Never use ALLOWED_HOSTS = ["*"] in production.

Note

The package does not enforce any specific authentication method. The consumer only requires that scope["user"] contains an authenticated Django user object. How that user gets into the scope is entirely up to your middleware stack. Common options include:

  • django-channels-jwt-auth-middleware (shown above, recommended for token-based APIs)

  • Django Channels’ built-in AuthMiddlewareStack (for session-based auth)

  • Any custom middleware that populates scope["user"]

Configure Channel Layers

Development (in-memory, single process only):

CHANNEL_LAYERS = {
    "default": {
        "BACKEND": "channels.layers.InMemoryChannelLayer",
    }
}

Production (Redis, required for multi-process deployments):

CHANNEL_LAYERS = {
    "default": {
        "BACKEND": "channels_redis.core.RedisChannelLayer",
        "CONFIG": {"hosts": [("localhost", 6379)]},
    }
}

Configure Cache

The package uses Django’s cache framework to store user group memberships across reconnections.
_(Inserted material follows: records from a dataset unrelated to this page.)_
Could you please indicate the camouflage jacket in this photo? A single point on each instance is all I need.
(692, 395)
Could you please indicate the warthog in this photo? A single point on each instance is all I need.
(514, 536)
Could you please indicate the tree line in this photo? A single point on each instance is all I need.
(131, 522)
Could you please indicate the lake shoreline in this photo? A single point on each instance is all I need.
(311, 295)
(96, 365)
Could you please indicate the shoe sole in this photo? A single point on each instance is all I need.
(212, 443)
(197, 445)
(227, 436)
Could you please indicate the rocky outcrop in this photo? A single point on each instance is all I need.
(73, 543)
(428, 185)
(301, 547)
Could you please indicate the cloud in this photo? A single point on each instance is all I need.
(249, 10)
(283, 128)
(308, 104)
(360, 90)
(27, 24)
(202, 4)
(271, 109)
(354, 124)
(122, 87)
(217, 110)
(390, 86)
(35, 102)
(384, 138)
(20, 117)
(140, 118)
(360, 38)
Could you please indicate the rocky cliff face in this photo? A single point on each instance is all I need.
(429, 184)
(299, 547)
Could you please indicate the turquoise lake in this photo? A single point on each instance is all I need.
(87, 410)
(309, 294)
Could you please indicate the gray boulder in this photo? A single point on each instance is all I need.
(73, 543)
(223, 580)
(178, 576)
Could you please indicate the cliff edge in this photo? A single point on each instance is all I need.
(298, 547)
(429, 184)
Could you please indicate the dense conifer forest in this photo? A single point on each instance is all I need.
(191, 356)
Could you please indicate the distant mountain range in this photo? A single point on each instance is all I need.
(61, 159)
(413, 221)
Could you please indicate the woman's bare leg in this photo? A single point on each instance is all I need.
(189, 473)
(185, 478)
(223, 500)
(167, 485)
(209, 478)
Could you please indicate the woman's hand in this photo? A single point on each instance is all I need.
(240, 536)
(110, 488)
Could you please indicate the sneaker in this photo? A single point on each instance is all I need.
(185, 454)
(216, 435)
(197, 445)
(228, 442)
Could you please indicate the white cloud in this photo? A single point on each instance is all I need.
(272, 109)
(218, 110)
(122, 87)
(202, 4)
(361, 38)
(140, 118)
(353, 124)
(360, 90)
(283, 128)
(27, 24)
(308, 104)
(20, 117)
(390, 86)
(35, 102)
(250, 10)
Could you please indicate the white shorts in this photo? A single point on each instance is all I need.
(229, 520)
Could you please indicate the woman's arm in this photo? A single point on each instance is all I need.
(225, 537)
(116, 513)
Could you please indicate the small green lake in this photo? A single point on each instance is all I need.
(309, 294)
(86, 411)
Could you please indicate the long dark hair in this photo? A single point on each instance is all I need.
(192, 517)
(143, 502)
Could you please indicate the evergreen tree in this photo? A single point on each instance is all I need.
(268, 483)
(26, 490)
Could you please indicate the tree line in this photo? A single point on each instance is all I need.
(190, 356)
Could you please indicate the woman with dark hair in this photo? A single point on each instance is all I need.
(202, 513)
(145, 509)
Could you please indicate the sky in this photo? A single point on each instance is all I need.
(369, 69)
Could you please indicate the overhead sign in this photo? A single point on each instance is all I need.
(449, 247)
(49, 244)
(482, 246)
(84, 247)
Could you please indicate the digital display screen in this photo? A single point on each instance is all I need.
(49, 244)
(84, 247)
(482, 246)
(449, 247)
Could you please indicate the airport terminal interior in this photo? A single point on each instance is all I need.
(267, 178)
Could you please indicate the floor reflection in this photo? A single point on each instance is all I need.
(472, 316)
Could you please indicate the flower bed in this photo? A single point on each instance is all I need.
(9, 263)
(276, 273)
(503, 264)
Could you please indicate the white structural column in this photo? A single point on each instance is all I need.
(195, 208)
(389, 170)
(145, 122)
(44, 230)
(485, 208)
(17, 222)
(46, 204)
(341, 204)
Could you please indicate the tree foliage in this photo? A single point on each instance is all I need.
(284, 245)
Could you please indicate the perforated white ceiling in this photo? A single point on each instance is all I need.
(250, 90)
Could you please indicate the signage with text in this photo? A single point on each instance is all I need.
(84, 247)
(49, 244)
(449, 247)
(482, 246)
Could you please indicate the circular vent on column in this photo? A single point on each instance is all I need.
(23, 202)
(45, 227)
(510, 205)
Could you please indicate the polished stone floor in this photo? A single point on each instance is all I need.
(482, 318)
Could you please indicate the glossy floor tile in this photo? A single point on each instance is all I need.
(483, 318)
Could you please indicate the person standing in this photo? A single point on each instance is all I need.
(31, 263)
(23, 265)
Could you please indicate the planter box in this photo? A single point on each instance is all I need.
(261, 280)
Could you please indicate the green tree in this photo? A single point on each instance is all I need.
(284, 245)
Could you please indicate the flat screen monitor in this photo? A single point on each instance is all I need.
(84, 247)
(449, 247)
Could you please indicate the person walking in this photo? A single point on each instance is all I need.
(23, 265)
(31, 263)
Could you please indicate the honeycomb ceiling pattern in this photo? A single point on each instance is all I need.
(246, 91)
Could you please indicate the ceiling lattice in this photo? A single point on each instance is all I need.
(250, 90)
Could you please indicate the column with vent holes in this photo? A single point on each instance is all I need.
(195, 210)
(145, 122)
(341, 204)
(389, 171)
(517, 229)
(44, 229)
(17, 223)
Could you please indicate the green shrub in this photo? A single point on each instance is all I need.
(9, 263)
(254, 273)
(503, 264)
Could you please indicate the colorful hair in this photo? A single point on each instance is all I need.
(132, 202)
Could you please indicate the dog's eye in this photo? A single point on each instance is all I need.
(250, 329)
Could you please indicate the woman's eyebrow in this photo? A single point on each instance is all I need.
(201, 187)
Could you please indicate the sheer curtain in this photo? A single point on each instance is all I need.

These cached memberships allow users to be automatically re-subscribed to their rooms on reconnect without a database query.

Development (local memory):

CACHES = {
    "default": {
        "BACKEND": "django.core.cache.backends.locmem.LocMemCache",
        "LOCATION": "unique-dev-cache",
    }
}

Production (Redis, same instance as channel layer is fine):

CACHES = {
    "default": {
        "BACKEND": "django.core.cache.backends.redis.RedisCache",
        "LOCATION": "redis://localhost:6379",
    }
}

Run Migrations

The package ships with its own migrations. Run them after completing the configuration above:

python manage.py migrate

Warning

If you plan to use custom (swappable) models, do not run migrations yet. Set up your custom models first, then migrate. See Custom Models for the full workflow including the important circular dependency fix.

Verify the Installation

Start your development server:

python manage.py runserver

Open a WebSocket client (e.g., the browser console or a tool like wscat) and attempt to connect:

const ws = new WebSocket("ws://localhost:8000/messaging/");
ws.onopen = () => console.log("Connected");
ws.onmessage = (e) => console.log(JSON.parse(e.data));

An unauthenticated connection will be closed immediately with code 4001. Once you have authentication middleware in place and send a valid token, the connection will be accepted and any pending notifications will be dispatched automatically.